Phobic Postcards: by Pierre Cassou-Noguès

Training

It is not exactly true that I decided to try and run a marathon because I couldn't write poetry in alexandrines. Nevertheless, it had to do with poetry.

I started learning poetry in the metro, because the metro made me anxious: descending deep underground, the closed space, the crowds that block the elevator... Most of us are anxious in the metro. That's why, as soon as we sit, we take out our phones and busy ourselves. Reading was not enough to keep my mind off the anguish. Playing games gave me headaches. So I started reciting poetry. The screen of the phone seems to have been designed for poetry. It is just long enough for a verse. The strophe just fits in. I chose one poem, and started learning it by heart. A sonnet usually took just the time of my travel. I had forgotten most of it the next day but it did not matter. The point was to reach the station without having the leisure to relapse into anxiety.

I have often wondered why poetry was more effective than, for instance, reading a novel, or a newspaper. Possibly it has something to do with the wiring of the brain. Learning poetry involves memory, obviously, but also small calculations. When memory fails, and one forgets a few words in the verse, one can rely on the rhyme and the number of missing feet. It is a bit like doing crosswords. It could be that the regions of the brain that are used in memory and for numbers are far away from those that trigger fear, so that irrigating one area with fresh blood leaves the other all weak and dry. I have noticed that in time of deep anguish, I've had trouble with simple mathematical tasks, like remembering the pin code of my credit card, or telephone numbers, etc.
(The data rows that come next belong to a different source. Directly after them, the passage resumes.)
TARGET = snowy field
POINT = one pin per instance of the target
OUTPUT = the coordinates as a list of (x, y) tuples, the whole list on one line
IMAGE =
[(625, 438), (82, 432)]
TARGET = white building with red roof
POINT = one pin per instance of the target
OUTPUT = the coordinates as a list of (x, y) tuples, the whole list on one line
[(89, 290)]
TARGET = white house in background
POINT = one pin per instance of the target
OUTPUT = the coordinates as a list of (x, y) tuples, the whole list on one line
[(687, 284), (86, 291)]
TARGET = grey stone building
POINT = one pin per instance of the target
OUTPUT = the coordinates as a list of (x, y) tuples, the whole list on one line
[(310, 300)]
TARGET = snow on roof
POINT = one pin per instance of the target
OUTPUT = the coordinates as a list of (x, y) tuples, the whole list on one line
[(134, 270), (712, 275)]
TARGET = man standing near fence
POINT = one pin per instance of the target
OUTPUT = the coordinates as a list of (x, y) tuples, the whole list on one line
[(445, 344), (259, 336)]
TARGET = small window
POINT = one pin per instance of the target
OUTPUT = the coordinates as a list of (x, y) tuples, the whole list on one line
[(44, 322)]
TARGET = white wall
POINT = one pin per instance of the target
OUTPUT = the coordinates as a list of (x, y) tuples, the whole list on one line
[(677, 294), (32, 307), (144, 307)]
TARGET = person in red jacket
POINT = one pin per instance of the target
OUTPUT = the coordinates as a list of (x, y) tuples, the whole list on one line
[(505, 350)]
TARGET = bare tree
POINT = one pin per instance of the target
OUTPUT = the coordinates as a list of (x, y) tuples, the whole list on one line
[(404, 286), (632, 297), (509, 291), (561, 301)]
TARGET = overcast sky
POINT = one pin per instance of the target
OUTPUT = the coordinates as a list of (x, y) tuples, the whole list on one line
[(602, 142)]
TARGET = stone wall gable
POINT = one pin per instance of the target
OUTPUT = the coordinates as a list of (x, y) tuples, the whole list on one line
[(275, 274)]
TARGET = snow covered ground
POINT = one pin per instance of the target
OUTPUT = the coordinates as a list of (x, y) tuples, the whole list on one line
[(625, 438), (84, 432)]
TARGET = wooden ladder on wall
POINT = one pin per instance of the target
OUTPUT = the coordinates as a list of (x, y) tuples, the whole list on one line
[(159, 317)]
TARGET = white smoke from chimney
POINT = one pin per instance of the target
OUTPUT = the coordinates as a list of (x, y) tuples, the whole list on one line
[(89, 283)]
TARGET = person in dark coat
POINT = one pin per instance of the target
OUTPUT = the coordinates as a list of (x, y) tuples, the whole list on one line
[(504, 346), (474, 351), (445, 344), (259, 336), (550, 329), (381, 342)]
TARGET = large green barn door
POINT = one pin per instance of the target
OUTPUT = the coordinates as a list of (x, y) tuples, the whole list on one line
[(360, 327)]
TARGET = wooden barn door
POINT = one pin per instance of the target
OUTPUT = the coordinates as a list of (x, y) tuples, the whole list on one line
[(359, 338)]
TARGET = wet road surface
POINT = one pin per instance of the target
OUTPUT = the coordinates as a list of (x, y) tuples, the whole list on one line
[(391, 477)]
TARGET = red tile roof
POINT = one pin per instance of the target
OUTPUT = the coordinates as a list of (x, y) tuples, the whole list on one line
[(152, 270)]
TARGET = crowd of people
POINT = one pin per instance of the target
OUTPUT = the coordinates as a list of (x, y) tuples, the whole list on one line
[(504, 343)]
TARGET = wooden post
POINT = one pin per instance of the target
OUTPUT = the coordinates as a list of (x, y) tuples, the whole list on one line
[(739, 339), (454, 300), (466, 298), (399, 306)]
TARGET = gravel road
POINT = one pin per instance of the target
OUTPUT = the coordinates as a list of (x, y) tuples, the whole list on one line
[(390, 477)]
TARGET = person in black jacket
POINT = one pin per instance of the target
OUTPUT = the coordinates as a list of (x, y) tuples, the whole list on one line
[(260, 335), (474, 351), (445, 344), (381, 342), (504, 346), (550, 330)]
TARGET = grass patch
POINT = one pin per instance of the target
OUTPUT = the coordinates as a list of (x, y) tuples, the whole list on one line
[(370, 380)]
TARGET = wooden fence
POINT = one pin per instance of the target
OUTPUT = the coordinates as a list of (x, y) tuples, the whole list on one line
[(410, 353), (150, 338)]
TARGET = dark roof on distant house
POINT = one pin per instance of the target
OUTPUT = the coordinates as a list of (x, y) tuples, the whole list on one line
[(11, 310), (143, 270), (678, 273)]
This reference to the brain may be a concession to the ideology of neuroscience.

In any case, I think the true factor which makes poetry a remedy against anxiety lies in the rhythm. The temporality of anxiety is very much like that of hashish as Baudelaire describes it. It opens itself into an abyss, so that the passing of a minute becomes an eternity of unendurable suffering. The next five minutes, the next station, appear unreachable. Literally separated from the present moment by a gap of time so enormous it seems impossible to cross. But precisely the rhythm of poetry makes the temporality indivisible. There is a limit to the divisibility – strophes, verses, words, feet – but then each foot takes a drop of time, and these add up. And the train has reached the station.

Of course, it does not always work. But poetry may be a help.

I used to cycle in Burgundy and I often rode on a particularly nasty slope. Nothing like an Alpine summit, nor the famous Mont Ventoux of the Tour de France. But it was on my way home, when I was already tired. It started with a very steep stretch, followed by a false flat, which rose again slowly, until a bend discovered yet another slope, two kilometers long or so, of barren land, no trees, no houses, leading to a village on top of the hill. The village used to be a Roman fort. It was build on a cliff. The last hundred meters looked like a huge wall. I realized that reciting a poem on the last stretch made it a lot easier. As if the whole of my body adapted to the rhythm of verses – legs and breathing, not too fast, not too slow – and the effort to concentrate on the verses kept my mind off the road and the slowly passing bushes and the village on top.

I was also running at the time. I decided to give a goal to my training, and try and run a marathon. I knew it would be hard. I started learning Rimbaud's “Bateau ivre,” while training. Because the poem is almost as long a marathon. Because of the quasi-hypnotic quality of the verses. And because I saw myself lost amid the kilometers of the marathon, like the poor boat, a mere barge really, built for canals and slow rivers, in the furious tides of the ocean.
 

Dans le clapotement furieux des marées,
Moi, l'autre hiver, plus sourd que les cerveaux  d'enfants,
Je courus !

Amid the fury of the loudly chopping tides 
​Last winter, deaf as a child's dark night,
Ah, how I raced.

For months, almost every morning, I ran around the square nearby, reciting my poem. It saved time to do both at the same time, running and learning the poem. I remember a dark and rainy morning, late October, when the absurdity of the task struck me. But I went on.

I didn't quite know it at the time but it was a kind of metaphysical experiment. The question was: could poetry keep time together? Could poetry steady the abysses that may open inside a minute?